One thing that came up this past week is defining "experiential learning".  Susan mentioned how our role as facilitators is to,
... design authentic activities in a way that students feel safe and supported, but have learning outcomes for students.
In the online environment thinking through the design part is something I find really challenging - but in a good way especially with a really good interactive platform.  In the past I think we've (or at least I've) focused on designing content but was less focused on designing interaction.  Up until the last three years, most of the online learning platforms I've used had few tools for engaging participants.  They mostly supported interaction between a) participant and the content or b) between participants and presenter/instructor.  What I've come to appreciate as a result of working with a solid participation-based platform (Elluminate) is this ability to design for social learning because we are designing for something more than a or b -- we are designing for c) interaction between participants too.

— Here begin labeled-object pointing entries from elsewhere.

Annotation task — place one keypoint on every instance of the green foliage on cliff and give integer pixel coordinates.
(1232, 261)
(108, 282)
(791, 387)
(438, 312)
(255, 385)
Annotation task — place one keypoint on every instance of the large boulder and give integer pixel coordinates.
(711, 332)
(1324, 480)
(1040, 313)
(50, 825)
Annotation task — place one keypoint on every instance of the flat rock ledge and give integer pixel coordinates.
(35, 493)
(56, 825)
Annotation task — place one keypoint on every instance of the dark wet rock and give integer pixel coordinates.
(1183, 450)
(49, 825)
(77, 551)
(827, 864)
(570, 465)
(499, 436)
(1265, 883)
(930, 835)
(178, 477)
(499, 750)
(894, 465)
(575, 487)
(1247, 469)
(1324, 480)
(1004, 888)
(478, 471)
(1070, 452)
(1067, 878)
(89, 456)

So I think what Susan has described fits with this notion of act, reflect and plan rather than plan, act and reflect (although she plans --as in sets up the course -- for us to act, reflect and plan).  Not only does this put the responsibility to learn in my hands but the action also provides a fertile experience for hands-on learning and developing strong and supportive relationships between us as participants.  All the while Susan and others are providing a safety net so that when we reach our limits we have a strong presence for helping us stretch just a tad further. I aspire to do this as well as Susan does.

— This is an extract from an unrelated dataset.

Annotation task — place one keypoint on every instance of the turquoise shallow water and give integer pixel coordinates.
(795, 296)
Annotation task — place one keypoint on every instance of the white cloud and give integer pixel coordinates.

I'm reminded of a piece I wrote about learning edges taken from The Lord of the Rings movie (first one) where Sam and Frodo (Hobbits) are leaving the Shire and Sam stops short at the edge of a field and says to Frodo, "This is it.  If I take one more step it will be the fartherest from home I've ever been".  In this course I imagine I'll be taking a number of steps into places I've never been and appreciate that others will be doing the same with each of us supporting each other as we make the journey. 

1 comment:

  1. Thank you very much for your kind comments :)

    Like you, my focus has moved more from content to getting people to interact but that can be really difficult when you have a content-heavy course. What have you found to be a good way of getting people to interact with each other even in content-heavy courses?